Trust and Caring. Is each employee trusted to act as a responsible adult? Have the company shed a 20th century command-and-control management approach for a 21st century trust-and-track leadership approach? Does each and every leader work on building relationships based on trusting and caring for others? Does the performance evaluation and management system recognize and reward leaders for relationship building? Are leaders who fail to meet this standard assessed, counseled, and coached to develop these skills? Are leaders who fail to respond to positive development efforts relieved from duties and encouraged to find employment elsewhere?

Learning and Growth. Are employees at all levels taught how to read company financial reports and to assess functional performance related to cost and expense management and revenue generation? Does each employee understand how his or her daily performance contributes to company goals and objectives? Does each employee have an individual development plan that identifies three strengths to be leveraged as well as three improvement areas for the next performance year?

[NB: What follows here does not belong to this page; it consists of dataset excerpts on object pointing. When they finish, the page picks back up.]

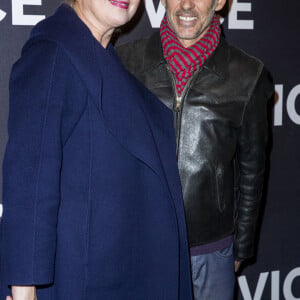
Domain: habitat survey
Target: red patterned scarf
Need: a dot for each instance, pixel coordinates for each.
(184, 62)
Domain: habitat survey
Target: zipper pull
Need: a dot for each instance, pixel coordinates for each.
(178, 102)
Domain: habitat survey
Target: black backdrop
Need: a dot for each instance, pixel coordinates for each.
(268, 29)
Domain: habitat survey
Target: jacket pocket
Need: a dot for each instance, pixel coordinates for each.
(219, 184)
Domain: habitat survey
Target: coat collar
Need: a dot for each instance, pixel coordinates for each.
(214, 64)
(128, 121)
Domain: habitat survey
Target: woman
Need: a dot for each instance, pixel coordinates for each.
(92, 205)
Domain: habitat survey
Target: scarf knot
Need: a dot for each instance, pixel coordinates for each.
(184, 62)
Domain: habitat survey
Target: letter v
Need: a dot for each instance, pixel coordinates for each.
(155, 17)
(244, 288)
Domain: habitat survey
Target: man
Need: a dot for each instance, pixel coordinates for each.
(219, 98)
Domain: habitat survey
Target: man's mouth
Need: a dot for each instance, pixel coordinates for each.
(187, 19)
(120, 4)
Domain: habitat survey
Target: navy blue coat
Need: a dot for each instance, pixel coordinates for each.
(92, 199)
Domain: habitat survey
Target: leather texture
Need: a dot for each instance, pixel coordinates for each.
(221, 132)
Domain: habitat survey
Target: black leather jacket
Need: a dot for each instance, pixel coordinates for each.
(221, 128)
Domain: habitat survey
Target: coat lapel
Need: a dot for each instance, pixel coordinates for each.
(123, 113)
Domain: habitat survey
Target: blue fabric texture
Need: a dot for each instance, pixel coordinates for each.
(213, 275)
(92, 200)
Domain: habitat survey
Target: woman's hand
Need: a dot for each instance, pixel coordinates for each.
(23, 293)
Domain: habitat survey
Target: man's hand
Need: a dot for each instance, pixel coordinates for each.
(23, 293)
(237, 265)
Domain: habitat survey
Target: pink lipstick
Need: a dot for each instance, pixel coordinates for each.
(120, 4)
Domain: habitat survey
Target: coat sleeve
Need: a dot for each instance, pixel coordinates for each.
(31, 168)
(251, 156)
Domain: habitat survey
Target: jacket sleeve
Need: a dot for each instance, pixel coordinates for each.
(31, 169)
(251, 156)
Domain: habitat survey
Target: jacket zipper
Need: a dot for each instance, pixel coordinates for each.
(179, 101)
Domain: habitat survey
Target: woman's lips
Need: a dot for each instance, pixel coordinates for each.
(120, 4)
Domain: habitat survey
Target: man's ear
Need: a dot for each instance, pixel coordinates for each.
(220, 4)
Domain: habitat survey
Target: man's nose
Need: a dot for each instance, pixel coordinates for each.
(187, 4)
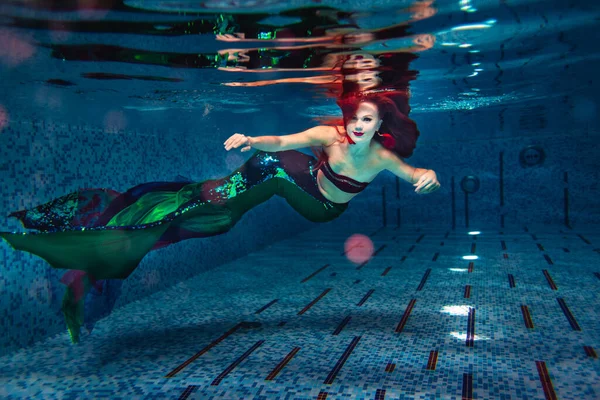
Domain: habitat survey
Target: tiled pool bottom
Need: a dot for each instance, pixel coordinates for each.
(299, 321)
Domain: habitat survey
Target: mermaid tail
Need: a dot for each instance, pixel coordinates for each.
(108, 237)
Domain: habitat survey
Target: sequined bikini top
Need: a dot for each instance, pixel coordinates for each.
(342, 182)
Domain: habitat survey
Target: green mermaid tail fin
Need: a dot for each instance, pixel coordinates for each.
(104, 254)
(74, 314)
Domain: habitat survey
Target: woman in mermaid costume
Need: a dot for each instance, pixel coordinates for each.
(101, 236)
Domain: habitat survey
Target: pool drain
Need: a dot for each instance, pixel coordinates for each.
(531, 156)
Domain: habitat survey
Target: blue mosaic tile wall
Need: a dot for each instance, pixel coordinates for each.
(39, 162)
(415, 321)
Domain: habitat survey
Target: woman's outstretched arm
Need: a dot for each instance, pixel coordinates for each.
(318, 136)
(424, 180)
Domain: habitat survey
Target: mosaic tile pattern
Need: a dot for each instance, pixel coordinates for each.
(295, 321)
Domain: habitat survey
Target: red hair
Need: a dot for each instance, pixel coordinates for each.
(398, 133)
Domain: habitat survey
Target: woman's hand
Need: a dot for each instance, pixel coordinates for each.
(236, 140)
(427, 183)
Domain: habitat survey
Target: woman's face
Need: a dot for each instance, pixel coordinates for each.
(362, 125)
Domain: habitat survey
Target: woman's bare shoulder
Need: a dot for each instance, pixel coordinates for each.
(330, 134)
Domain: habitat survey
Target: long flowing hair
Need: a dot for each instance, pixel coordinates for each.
(398, 133)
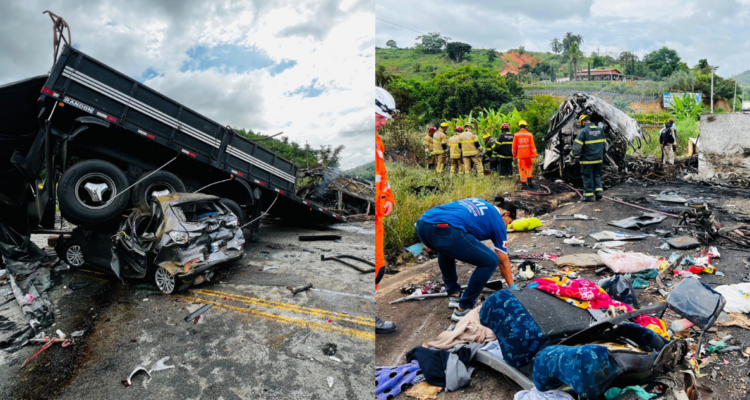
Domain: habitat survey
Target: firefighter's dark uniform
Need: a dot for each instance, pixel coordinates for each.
(590, 145)
(505, 154)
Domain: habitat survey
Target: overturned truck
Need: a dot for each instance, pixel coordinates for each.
(620, 130)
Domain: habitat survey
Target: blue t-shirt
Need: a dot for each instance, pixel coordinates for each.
(473, 216)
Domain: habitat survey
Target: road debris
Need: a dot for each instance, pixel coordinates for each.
(299, 289)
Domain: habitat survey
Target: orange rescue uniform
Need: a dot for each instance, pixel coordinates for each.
(383, 194)
(524, 150)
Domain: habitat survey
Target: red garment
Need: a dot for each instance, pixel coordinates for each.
(383, 194)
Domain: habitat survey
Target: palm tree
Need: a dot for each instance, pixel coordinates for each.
(569, 39)
(556, 45)
(575, 55)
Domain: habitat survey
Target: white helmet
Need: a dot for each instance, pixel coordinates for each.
(384, 103)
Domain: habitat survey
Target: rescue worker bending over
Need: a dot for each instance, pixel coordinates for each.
(470, 151)
(439, 145)
(427, 143)
(524, 150)
(505, 152)
(590, 145)
(455, 152)
(456, 231)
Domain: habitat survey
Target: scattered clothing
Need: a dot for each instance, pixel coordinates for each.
(535, 394)
(468, 330)
(390, 381)
(445, 368)
(613, 393)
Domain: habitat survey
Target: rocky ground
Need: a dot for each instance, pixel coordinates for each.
(419, 321)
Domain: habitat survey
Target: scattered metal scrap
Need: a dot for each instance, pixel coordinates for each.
(298, 289)
(357, 267)
(339, 191)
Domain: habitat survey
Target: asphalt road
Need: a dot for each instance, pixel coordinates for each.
(419, 321)
(258, 341)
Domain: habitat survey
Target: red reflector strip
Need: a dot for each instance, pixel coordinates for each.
(146, 134)
(49, 92)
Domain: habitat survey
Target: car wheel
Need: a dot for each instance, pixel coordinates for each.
(72, 254)
(165, 281)
(88, 192)
(159, 181)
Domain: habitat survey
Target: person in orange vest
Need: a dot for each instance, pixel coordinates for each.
(385, 109)
(454, 146)
(524, 150)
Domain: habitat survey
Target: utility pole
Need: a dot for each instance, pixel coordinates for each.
(712, 91)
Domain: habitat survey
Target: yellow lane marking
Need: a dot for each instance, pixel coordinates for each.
(289, 307)
(364, 335)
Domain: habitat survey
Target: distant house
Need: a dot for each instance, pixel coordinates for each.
(604, 74)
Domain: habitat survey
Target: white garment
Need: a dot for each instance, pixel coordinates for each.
(534, 394)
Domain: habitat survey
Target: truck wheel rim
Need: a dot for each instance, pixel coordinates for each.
(85, 199)
(157, 187)
(74, 255)
(164, 280)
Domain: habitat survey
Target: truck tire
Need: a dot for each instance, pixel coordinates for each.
(72, 254)
(79, 203)
(236, 209)
(158, 181)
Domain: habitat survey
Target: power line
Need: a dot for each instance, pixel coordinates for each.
(400, 26)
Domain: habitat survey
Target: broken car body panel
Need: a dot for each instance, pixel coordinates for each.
(185, 233)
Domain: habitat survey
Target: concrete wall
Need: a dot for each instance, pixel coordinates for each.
(724, 147)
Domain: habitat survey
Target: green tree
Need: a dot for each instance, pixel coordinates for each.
(433, 42)
(457, 50)
(556, 46)
(491, 55)
(663, 61)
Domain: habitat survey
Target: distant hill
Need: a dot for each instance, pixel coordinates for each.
(364, 171)
(405, 63)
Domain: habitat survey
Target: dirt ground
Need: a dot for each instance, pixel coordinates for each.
(258, 341)
(419, 321)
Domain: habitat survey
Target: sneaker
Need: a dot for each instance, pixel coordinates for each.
(457, 315)
(453, 301)
(384, 326)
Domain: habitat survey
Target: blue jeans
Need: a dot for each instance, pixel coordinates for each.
(454, 244)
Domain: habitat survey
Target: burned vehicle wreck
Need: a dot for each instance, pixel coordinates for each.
(621, 132)
(176, 244)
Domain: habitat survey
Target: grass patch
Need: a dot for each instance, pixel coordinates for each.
(686, 129)
(399, 227)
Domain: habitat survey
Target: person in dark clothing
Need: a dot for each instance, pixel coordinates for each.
(590, 145)
(505, 152)
(668, 142)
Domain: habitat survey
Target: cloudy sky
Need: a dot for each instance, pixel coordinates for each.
(716, 30)
(302, 67)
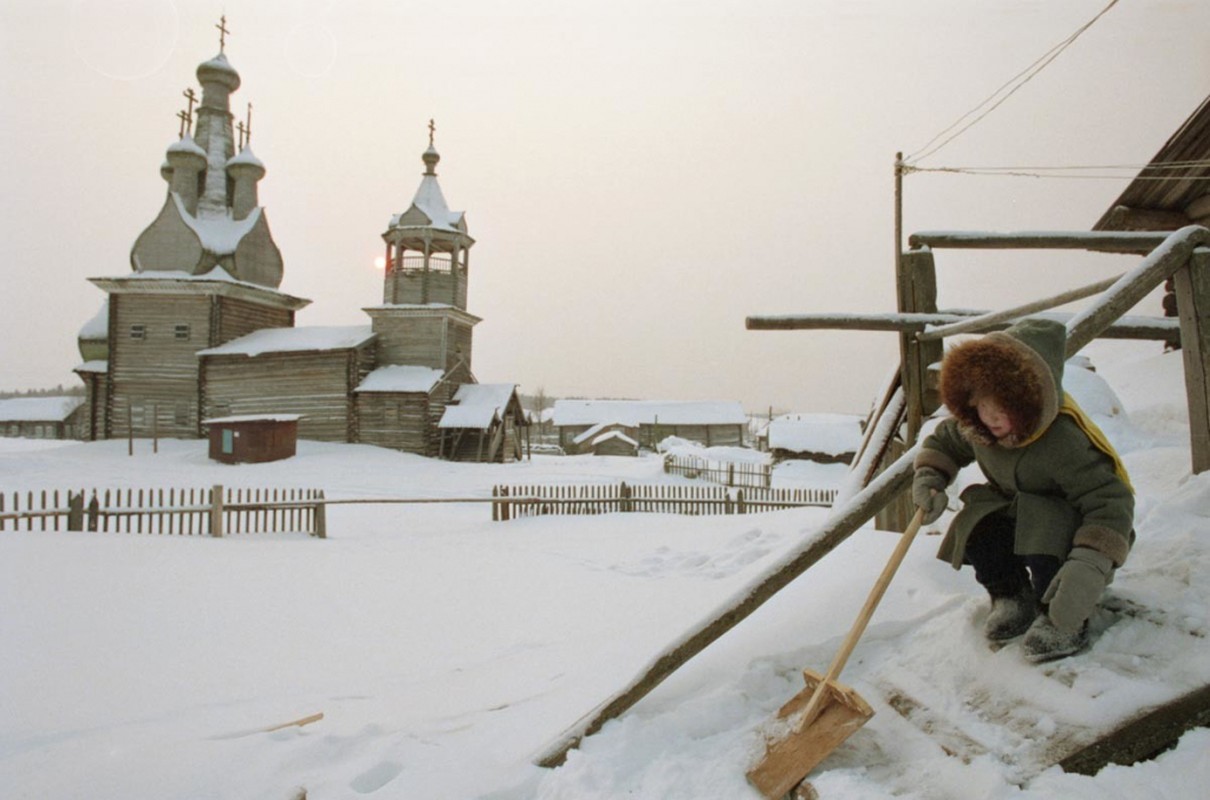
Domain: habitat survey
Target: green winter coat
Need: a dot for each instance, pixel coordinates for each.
(1052, 477)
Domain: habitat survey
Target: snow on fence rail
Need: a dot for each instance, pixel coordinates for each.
(725, 472)
(510, 502)
(186, 512)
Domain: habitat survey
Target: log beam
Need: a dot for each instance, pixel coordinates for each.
(1192, 285)
(1096, 241)
(1147, 328)
(840, 525)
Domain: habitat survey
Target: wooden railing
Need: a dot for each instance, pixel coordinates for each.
(510, 502)
(184, 512)
(729, 473)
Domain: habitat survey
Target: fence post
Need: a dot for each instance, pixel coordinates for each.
(321, 518)
(217, 511)
(75, 511)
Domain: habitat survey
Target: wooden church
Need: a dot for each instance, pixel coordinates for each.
(199, 329)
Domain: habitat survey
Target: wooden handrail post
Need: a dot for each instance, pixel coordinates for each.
(1135, 285)
(1192, 286)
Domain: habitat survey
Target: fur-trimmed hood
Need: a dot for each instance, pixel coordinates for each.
(1021, 368)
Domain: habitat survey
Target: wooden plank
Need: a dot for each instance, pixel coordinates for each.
(1145, 736)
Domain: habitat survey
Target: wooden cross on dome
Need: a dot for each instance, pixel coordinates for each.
(223, 33)
(246, 130)
(186, 116)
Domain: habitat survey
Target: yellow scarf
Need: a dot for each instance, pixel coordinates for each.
(1094, 435)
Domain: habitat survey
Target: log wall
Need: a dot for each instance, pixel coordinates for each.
(317, 385)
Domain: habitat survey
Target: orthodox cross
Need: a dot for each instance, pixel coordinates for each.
(246, 130)
(186, 116)
(223, 33)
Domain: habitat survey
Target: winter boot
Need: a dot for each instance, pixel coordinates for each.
(1010, 616)
(1044, 642)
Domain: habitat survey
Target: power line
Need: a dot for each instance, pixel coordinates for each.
(1006, 91)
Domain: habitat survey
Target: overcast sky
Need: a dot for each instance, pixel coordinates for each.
(640, 176)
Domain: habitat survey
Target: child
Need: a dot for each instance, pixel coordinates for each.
(1055, 517)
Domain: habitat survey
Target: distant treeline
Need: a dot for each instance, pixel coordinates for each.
(58, 391)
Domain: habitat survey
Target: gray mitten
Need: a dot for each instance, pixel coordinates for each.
(928, 493)
(1077, 587)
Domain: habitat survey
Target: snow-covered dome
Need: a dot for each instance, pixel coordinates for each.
(218, 69)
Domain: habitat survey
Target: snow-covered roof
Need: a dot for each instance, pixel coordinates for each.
(477, 406)
(829, 433)
(615, 435)
(172, 280)
(246, 156)
(39, 409)
(593, 431)
(294, 340)
(218, 235)
(186, 144)
(401, 378)
(634, 413)
(253, 418)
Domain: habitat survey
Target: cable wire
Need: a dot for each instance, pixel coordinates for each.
(1015, 82)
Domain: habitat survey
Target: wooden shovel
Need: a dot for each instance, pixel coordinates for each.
(825, 713)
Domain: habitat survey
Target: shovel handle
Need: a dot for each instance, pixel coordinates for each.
(863, 619)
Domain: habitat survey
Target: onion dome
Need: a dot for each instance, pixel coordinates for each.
(218, 70)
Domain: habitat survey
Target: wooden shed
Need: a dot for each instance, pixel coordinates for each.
(253, 438)
(710, 424)
(483, 422)
(41, 418)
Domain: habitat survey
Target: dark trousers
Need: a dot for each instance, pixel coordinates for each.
(997, 568)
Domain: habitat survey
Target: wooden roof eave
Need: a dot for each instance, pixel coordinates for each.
(1160, 199)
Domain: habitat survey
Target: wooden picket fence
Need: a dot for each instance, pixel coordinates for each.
(510, 502)
(729, 473)
(185, 512)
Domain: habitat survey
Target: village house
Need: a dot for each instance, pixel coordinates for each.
(41, 418)
(712, 424)
(200, 331)
(823, 438)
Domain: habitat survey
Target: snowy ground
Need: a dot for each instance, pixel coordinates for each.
(445, 650)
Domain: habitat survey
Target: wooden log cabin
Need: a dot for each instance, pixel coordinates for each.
(311, 372)
(199, 328)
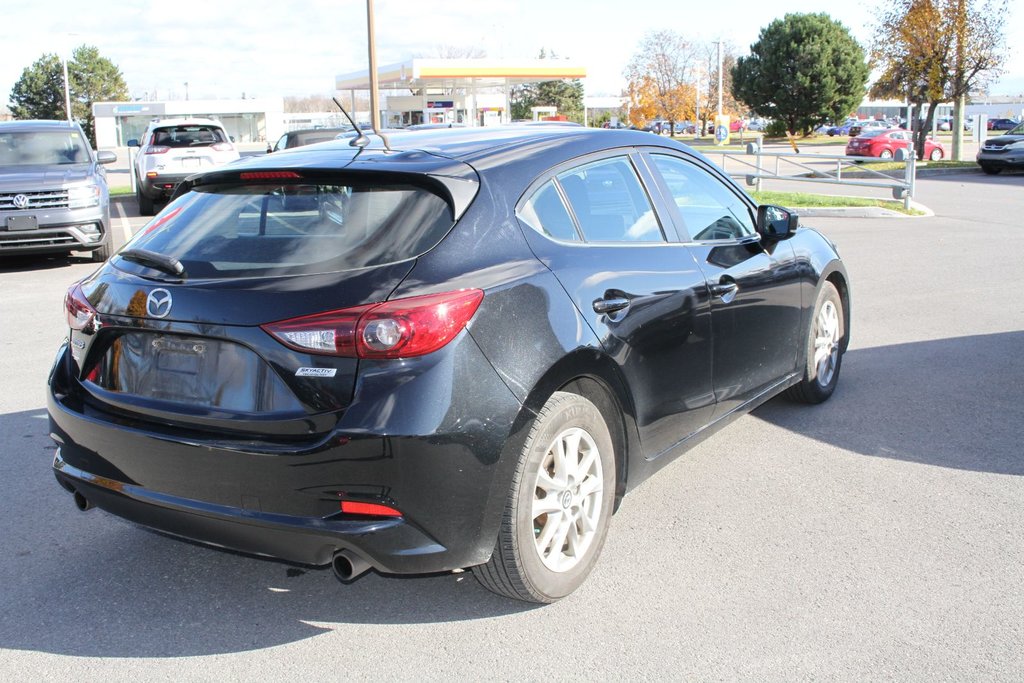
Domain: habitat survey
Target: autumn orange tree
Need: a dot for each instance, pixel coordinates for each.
(934, 51)
(659, 79)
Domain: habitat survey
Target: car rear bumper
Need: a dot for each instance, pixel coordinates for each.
(1001, 159)
(162, 186)
(449, 479)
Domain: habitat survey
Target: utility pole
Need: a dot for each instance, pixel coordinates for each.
(374, 94)
(67, 91)
(699, 125)
(719, 77)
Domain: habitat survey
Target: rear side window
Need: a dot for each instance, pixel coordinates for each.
(273, 229)
(187, 136)
(609, 203)
(546, 213)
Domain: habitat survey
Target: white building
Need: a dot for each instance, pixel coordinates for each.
(245, 120)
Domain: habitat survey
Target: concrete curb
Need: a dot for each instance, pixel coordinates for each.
(860, 212)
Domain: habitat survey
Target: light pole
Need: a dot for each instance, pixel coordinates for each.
(372, 47)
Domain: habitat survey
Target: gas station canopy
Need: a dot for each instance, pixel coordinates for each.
(427, 74)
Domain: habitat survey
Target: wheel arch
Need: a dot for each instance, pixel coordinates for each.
(594, 376)
(838, 278)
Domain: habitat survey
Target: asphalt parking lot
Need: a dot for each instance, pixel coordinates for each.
(875, 537)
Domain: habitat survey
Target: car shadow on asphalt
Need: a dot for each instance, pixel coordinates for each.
(91, 585)
(953, 402)
(27, 263)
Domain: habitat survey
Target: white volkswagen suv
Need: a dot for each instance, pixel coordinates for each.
(172, 150)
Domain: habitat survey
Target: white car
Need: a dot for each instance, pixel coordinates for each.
(172, 150)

Transparency. Are employees receiving all the necessary daily and weekly information from which to make decisions? Do employees receive routine, comprehensive reports of company operations they can use to improve service to their internal customers? Are employees engaged in decision-making at the lowest levels related to cost and expense management as well as revenue generation, if appropriate?

Accountability. Is each employee held accountable for meeting objectives? Does each employee provide a formal accounting of performance, such as weekly huddles (ala The Great Game of Business (1992) by Jack Stack and Bo Burlingham, New York: Currency-Doubleday)? Responsibility without accountability results in less than optimal performance!

Although answers to some of the above questions may not be easy, they provide a starting point for improving the leadership system within any company. The eight areas above serve as a framework through which leaders can work during the course of a year. Some areas are sequential, such as the code of conduct following establishment of core values, while others can run concurrently, such as learning and growth along with transparency. The keys to success are doing honest assessments, confronting the brutal facts, and pursuing solutions for each response that lacks a definitive “Yes!”.